Характер эволюции творчества ведущих мастеров изобразительного искусства Армении, те изменения, которые претерпевал их метод, следует рассматривать в связи с выдвинутыми временем общественными требованиями к искусству, изменившими роль художника в жизни. Эти аспекты составили стержень развития советского армянского искусства, обусловив переходы от эстетической программы начала века к первому послереволюционному этапу, от 1920‐х годов к 1930‐м и 1940‐м, а позже, уже после войны, от позиций конца 1940‐х и начала 1950‐х годов — к современному этапу.

Задача войти в контакт с массовой аудиторией, охватить искусством совершенно новые слои населения, до этого остававшиеся практически вне сферы его воздействия, придавала работе художников высокий общественный смысл.
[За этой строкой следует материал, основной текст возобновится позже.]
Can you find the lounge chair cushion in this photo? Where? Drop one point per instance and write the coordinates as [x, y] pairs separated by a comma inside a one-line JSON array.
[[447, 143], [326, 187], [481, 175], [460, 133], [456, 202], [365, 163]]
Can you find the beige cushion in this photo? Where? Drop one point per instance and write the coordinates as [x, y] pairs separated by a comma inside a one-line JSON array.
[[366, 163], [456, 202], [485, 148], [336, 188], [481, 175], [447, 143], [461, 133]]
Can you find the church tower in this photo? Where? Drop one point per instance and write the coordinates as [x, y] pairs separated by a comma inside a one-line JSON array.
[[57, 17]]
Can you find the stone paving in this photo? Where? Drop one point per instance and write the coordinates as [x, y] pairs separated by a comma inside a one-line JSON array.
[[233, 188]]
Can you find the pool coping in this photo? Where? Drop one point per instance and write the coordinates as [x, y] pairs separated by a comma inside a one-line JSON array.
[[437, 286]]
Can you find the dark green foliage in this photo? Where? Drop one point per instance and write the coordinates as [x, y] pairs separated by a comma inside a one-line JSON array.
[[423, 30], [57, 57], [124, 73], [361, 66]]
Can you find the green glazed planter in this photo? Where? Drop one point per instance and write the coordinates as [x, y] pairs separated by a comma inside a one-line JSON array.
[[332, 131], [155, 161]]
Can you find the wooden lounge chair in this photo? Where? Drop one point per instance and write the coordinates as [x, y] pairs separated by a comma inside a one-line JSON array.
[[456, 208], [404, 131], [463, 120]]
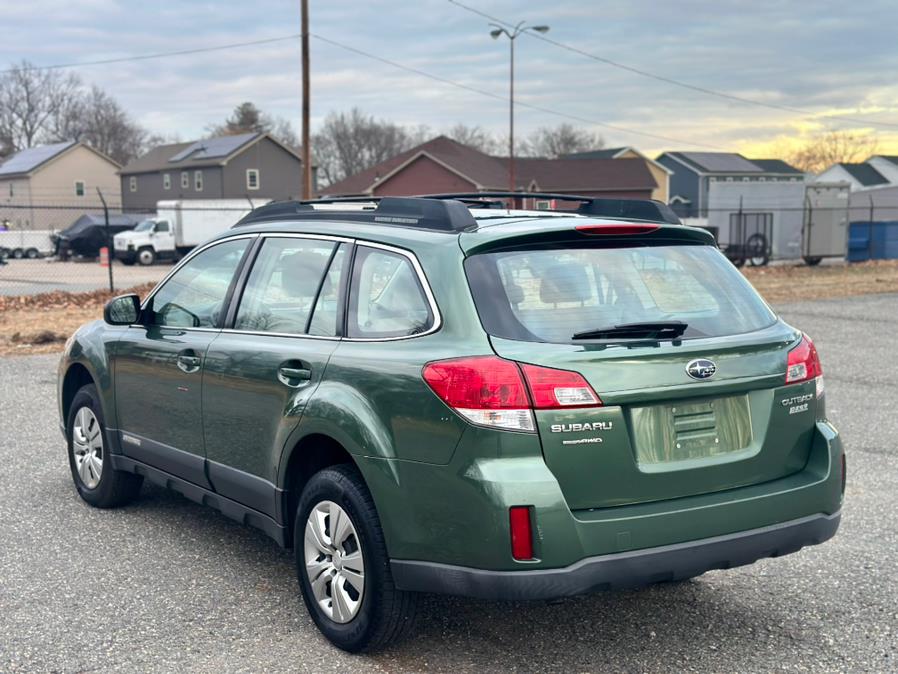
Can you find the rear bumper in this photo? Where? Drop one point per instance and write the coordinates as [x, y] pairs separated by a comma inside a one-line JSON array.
[[620, 570]]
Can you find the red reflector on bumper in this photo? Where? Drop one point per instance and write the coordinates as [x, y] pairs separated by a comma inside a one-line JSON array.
[[521, 532]]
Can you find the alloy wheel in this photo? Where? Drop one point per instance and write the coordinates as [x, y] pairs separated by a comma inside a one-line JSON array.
[[334, 562], [87, 447]]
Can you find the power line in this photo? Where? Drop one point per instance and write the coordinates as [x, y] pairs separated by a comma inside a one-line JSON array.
[[669, 80], [491, 94], [146, 57]]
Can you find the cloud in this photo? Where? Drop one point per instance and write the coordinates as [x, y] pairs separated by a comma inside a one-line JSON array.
[[836, 60]]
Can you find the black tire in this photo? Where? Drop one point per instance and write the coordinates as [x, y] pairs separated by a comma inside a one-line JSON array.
[[115, 487], [386, 615], [146, 256]]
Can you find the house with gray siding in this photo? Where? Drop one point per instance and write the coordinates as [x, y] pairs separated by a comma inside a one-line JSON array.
[[870, 174], [244, 166], [694, 172]]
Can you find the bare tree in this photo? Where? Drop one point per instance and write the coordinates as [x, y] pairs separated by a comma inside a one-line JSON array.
[[352, 142], [562, 139], [476, 137], [832, 147], [29, 100], [94, 117], [247, 118]]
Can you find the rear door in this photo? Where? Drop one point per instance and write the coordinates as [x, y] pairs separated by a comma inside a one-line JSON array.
[[680, 417], [263, 369]]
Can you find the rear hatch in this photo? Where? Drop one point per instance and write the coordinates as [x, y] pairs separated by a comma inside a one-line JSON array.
[[700, 412]]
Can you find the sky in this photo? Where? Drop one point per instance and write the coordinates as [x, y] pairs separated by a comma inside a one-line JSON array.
[[827, 58]]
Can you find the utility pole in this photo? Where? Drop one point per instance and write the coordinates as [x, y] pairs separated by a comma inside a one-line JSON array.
[[512, 35], [306, 136]]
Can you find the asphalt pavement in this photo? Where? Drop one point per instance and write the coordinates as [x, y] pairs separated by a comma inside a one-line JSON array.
[[167, 585]]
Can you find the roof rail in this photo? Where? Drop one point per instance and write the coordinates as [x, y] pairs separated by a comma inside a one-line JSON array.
[[447, 215], [624, 209]]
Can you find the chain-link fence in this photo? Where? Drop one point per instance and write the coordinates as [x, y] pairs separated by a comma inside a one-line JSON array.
[[47, 246], [50, 246]]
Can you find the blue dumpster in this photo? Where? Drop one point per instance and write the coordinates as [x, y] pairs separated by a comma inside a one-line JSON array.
[[873, 241]]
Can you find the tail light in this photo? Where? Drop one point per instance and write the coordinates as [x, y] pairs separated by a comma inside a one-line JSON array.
[[491, 391], [521, 532], [803, 362]]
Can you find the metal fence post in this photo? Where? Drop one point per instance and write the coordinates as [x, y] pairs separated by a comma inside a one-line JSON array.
[[108, 239]]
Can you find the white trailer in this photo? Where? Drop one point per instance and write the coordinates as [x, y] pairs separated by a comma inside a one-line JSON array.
[[26, 243], [178, 227]]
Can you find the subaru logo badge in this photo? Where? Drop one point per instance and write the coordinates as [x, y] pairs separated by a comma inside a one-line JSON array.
[[701, 368]]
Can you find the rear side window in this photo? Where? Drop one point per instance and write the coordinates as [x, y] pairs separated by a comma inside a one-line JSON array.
[[284, 285], [548, 295], [386, 297]]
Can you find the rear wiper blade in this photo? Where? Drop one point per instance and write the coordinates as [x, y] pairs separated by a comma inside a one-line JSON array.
[[647, 330]]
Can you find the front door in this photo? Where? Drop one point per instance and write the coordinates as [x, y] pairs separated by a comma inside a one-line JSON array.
[[260, 374], [159, 364]]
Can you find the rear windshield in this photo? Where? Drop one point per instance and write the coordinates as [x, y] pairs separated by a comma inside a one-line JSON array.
[[548, 295]]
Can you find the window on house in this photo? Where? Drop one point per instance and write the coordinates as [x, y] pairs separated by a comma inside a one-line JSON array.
[[252, 179]]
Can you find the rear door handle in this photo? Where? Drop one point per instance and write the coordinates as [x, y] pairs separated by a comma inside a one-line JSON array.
[[294, 376], [188, 363]]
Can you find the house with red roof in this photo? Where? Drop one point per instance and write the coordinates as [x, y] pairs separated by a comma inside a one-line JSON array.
[[443, 165]]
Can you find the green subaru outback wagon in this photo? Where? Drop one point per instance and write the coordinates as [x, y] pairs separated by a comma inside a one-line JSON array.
[[443, 395]]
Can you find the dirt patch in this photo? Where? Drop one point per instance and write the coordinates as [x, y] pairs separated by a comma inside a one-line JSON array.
[[795, 283], [42, 323]]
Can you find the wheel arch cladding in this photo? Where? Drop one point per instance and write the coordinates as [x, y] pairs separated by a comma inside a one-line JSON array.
[[310, 454], [76, 377]]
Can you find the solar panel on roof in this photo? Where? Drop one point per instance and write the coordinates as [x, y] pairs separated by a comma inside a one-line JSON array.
[[722, 162], [187, 151], [26, 160], [212, 148]]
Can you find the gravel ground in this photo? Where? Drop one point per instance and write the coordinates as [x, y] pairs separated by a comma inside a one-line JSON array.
[[166, 585], [30, 277]]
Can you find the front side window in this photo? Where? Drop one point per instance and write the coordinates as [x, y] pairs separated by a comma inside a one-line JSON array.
[[386, 297], [549, 295], [252, 179], [286, 280], [194, 296]]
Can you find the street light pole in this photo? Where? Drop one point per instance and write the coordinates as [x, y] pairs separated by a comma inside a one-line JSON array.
[[306, 136], [512, 35]]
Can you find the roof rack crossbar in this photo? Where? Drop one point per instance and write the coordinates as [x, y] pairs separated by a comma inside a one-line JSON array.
[[624, 209], [433, 214]]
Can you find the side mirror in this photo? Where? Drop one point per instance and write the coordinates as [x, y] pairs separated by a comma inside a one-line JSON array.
[[122, 310]]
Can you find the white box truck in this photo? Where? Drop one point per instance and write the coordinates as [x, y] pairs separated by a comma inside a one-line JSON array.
[[179, 226]]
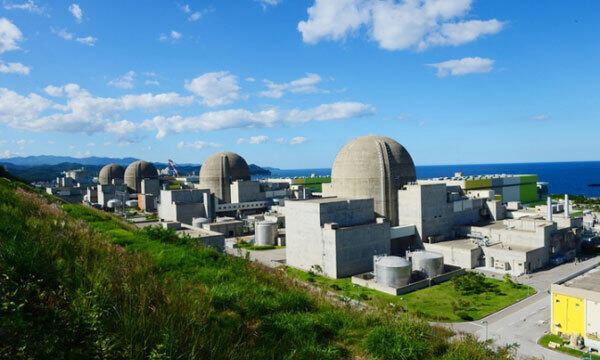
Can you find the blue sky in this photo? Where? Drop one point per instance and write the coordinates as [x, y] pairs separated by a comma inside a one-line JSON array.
[[286, 83]]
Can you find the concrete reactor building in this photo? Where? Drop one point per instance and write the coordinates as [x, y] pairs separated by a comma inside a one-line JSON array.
[[372, 167], [138, 171], [109, 173], [220, 170]]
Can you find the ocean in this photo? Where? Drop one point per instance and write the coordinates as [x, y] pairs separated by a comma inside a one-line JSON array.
[[562, 177]]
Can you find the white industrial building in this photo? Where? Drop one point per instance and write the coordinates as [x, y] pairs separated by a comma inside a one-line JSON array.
[[338, 235]]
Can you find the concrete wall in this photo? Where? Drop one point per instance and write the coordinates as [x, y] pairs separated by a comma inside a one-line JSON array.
[[457, 255], [355, 247], [227, 228], [339, 235], [246, 191]]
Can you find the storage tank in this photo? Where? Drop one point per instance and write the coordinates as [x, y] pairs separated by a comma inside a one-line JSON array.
[[113, 203], [197, 222], [392, 270], [266, 233], [428, 262]]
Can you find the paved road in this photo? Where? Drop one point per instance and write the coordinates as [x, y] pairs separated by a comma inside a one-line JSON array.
[[528, 320], [522, 323]]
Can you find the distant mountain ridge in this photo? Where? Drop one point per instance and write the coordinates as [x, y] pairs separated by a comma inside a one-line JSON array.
[[48, 167]]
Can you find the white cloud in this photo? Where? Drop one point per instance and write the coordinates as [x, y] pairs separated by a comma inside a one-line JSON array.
[[76, 11], [29, 5], [198, 145], [63, 33], [267, 3], [540, 117], [173, 35], [10, 35], [260, 139], [241, 118], [13, 68], [124, 81], [82, 113], [88, 40], [215, 88], [23, 142], [463, 66], [195, 16], [293, 141], [302, 85], [9, 154], [396, 25]]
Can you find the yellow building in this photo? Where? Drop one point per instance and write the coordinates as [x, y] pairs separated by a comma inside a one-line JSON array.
[[576, 308]]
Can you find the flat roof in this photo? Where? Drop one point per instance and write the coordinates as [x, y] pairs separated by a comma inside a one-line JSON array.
[[587, 281]]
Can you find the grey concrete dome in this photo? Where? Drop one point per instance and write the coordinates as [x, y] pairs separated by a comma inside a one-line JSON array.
[[136, 172], [110, 172], [221, 169], [372, 167]]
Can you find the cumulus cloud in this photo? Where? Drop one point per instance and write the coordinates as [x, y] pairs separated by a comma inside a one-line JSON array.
[[215, 88], [29, 5], [124, 81], [13, 68], [463, 66], [10, 35], [306, 84], [198, 145], [63, 33], [266, 3], [260, 139], [88, 40], [76, 11], [82, 113], [396, 24], [242, 118]]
Наравне с другими специалистами художник считает себя обязанным участвовать в строительстве новой жизни и новой по характеру народной культуры. Возникает аналогия: труд художника постоянно сравнивается теперь с трудом рабочего и инженера, с трудом защитника родины, с видами деятельности, плоды которой имеют конкретную материальную ценность. Разумеется, духовный аспект творчества принимается во внимание, и все же труд художника по мере сил сближается с конкретными материальными формами деятельности. Определение писателей как «инженеров человеческих душ» стало метафорой новой роли искусства в жизни. Возникают и навсегда укореняются в нашей речи и сознании обороты «труд художника», «фронт искусства», «продукт творчества», «боевой карандаш». Каждое произведение рассматривается с точки зрения доступности пониманию нового зрителя и актуальности. Этот уровень общественных требований и признания входил осознанно или помимо воли художника в сложный механизм его творчества. «Я хочу быть понят родной страной» — слова В. Маяковского выражали общее состояние: здесь видится фокус оценки труда художника обществом и его самооценки — искусство сближалось с новой аудиторией в новом по содержанию диалоге.

Для нашей темы интересны в первую очередь художники, сам масштаб дарования которых позволял им влиять на характер общественного понимания задач и языка искусства. Особо показательно, как воздействовала программа послереволюционных десятилетий на творчество мастеров, сложившихся в период первых двух десятилетий XX века, понимавших суть своей работы в глубоко личном отклике на живые импульсы времени. Как они отвечали на запросы новой эпохи? Для армянского изобразительного искусства самой крупной фигурой такого рода был Мартирос Сарьян, и эволюция его творчества представляется поэтому наиболее поучительной. Ключом к живописному методу Сарьяна всегда был принцип обобщения, понятого в самых разных смыслах: от темы и настроения до пятна и штриха. В Армении в 1923 году художник создал произведение, которое можно считать и воплощением ранее сложившегося метода, и новацией: занавес Гостеатра (Армянский государственный драматический театр им. Г. Сундукяна). Впечатление, произведённое этим декоративным панно на зрителей, было очень сильным: как писал рецензировавший это произведение художник Г. Гюрджян, «〈…〉 зрители были восхищены, взбудоражены, полны самых разноречивых мнений 〈…〉» «〈…〉 Сарьяновский занавес производит захватывающее впечатление. Не сходя с места, зритель как бы совершает перелёт от Лори до Арарата 〈…〉» «〈…〉 Горячие и яркие краски занавеса полностью соответствуют замыслу художника и красноречиво выражают настроение возрождающейся страны». Как видим, современники понимали, что несло в себе искусство Сарьяна, чем было инспирировано и что по сути своей выражало. В этой и ряде других работ начала 1920‐х годов сохранялись черты живописи «дореволюционного Сарьяна» и по‐новому воплощались декоративные свойства, которые были в ней заложены.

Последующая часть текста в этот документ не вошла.